顏士珍少見得說了一大堆話,大公主能感受到顏士珍對妹妹的擔心。
這讓大公主莫名有點兒心虛,因為說起來,長安也是她妹妹,但她從來沒有如顏士珍一樣,打心底關心過這個妹妹。
旁的妹妹也就算了,如榮陽一流,大公主恨不得弄死她,肯定不會關心,十四卻不同,十四是唯一一個立場鮮明,站在她這邊的公主。
“咳,或許是合了眼緣,你也不是個愛好紛爭的性子,不也為了我,上刀山下火海,闖了無數次難關嗎?”
顏士珍笑著應了聲是,低頭倒茶時,眼中卻有了些別的意味。
昔年她入宮進學,盛天皇帝一眼選中她,將她送到了大公主身邊,後來時局變動,她除了效忠大公主外,從無他路。
士玉也是如此嗎?
顏士玉含淚表示,是啊!
再給她一個選擇的機會,那天在太學,她絕對不會跳到水裡去救人!一步錯步步錯,她真的是錯了太多哇!
縮著身子躲在雞圈裡,聞著那濃濃的雞屎味,顏士玉面無表情,像個沒有感情的殺手。
等外頭一聲令下,顏士玉從雞圈裡沖出去,在月色之下,將那趁著深夜回家看望老孃的犯人逮住了。
犯人激烈反抗,被鄒少卿一刀砍掉了雙腿。
悽厲的慘叫聲傳出去老遠,在夜裡不住回蕩,平日裡白天晚上都很熱鬧的村莊,此刻連一聲狗叫都沒有,家家戶戶燈火全滅,猶如鬼村。

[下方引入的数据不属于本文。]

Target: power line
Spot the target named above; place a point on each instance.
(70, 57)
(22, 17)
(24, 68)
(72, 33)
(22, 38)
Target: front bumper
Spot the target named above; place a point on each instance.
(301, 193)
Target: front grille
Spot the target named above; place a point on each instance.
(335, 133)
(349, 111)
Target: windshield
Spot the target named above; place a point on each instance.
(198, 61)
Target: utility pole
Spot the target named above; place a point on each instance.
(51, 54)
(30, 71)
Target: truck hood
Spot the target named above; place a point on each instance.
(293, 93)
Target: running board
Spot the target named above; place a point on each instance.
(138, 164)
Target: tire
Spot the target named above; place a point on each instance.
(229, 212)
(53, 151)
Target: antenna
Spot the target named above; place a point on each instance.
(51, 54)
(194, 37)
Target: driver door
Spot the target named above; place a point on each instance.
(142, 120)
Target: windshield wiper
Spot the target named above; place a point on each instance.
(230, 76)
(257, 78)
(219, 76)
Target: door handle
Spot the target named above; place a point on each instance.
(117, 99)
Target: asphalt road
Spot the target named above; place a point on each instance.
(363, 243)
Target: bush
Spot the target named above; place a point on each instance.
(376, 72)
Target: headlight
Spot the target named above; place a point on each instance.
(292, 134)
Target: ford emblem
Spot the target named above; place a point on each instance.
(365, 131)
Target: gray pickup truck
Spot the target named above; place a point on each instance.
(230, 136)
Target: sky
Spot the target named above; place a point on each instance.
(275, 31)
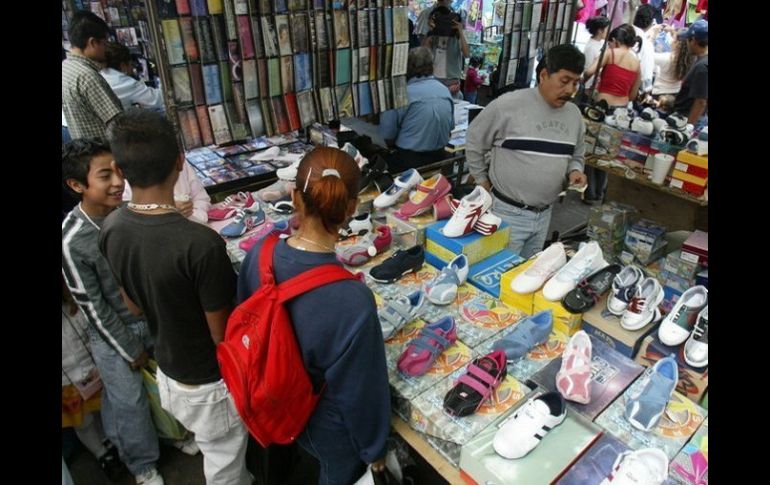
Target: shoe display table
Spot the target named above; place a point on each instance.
(674, 208)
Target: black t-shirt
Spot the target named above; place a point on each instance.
(175, 270)
(695, 85)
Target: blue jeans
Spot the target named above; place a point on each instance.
(327, 438)
(125, 409)
(529, 229)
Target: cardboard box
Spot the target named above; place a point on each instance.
(693, 159)
(552, 456)
(693, 170)
(694, 189)
(606, 327)
(485, 275)
(696, 248)
(475, 246)
(677, 425)
(611, 374)
(536, 359)
(597, 463)
(693, 382)
(523, 302)
(690, 466)
(450, 433)
(563, 321)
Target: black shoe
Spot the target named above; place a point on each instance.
(401, 263)
(112, 466)
(590, 290)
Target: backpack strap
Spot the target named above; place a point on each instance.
(312, 279)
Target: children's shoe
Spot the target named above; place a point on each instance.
(471, 208)
(442, 290)
(529, 425)
(696, 350)
(623, 289)
(401, 186)
(545, 266)
(586, 261)
(678, 324)
(645, 409)
(573, 380)
(646, 466)
(643, 307)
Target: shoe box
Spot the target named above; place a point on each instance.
(597, 463)
(693, 382)
(520, 301)
(677, 425)
(475, 246)
(646, 240)
(563, 321)
(696, 248)
(608, 329)
(556, 452)
(537, 358)
(611, 374)
(428, 415)
(409, 232)
(690, 466)
(486, 274)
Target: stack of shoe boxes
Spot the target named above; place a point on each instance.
(607, 225)
(645, 241)
(690, 173)
(634, 149)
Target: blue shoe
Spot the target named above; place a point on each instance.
(644, 410)
(526, 335)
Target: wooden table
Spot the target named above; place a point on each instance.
(674, 208)
(433, 457)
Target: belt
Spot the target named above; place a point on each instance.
(520, 205)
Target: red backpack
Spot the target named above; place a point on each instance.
(260, 360)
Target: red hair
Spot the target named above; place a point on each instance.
(328, 196)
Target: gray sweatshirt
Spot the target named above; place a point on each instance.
(532, 146)
(93, 286)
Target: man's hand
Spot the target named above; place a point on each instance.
(578, 178)
(140, 361)
(379, 465)
(184, 207)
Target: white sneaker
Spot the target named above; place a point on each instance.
(529, 424)
(680, 321)
(623, 289)
(696, 350)
(188, 446)
(471, 208)
(401, 186)
(548, 263)
(586, 261)
(150, 477)
(643, 307)
(647, 466)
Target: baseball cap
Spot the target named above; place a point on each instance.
(699, 30)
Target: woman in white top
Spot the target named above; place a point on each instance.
(598, 27)
(671, 68)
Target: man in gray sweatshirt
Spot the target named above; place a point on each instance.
(526, 144)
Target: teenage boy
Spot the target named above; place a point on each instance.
(118, 339)
(178, 273)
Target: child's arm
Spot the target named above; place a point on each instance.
(86, 274)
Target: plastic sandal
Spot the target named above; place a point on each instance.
(573, 380)
(483, 376)
(399, 311)
(526, 335)
(422, 352)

“不錯啊,咱們的顏青天今日表現也是極好,犯人能被抓住,全靠你的忍辱負重,回去後,本少卿一定會在溫卿面前多說說你的功績!大理寺能有六娘子,真是如虎添翼啊!”
“少卿言重了,一切都是下官分內之事,不敢居功,少卿若是無事,下官回家更衣洗漱了。”
“去吧去吧,今日真是辛苦!”鄒少卿說著想上前拍拍顏士玉的肩膀,但是一走過來就聞到了那股縈繞不散的味道,他哈哈一笑,轉身去抓人了。
顏士玉面無表情地看著鄒少卿走遠,鄒少卿說話的時候,恨不得離她八百裡。
但凡鄒少卿離她近點兒,她就真信鄒少卿的話了。
什麼如虎添翼,是部門多了個打雜的,外頭多了個扛刀的還差不多!鄒祁人長得老實,內裡也是個老奸巨猾的家夥!
跟那位大理寺卿如出一轍,怪不得這倆人師生,一脈相傳的狡猾。
老狐貍和小狐貍!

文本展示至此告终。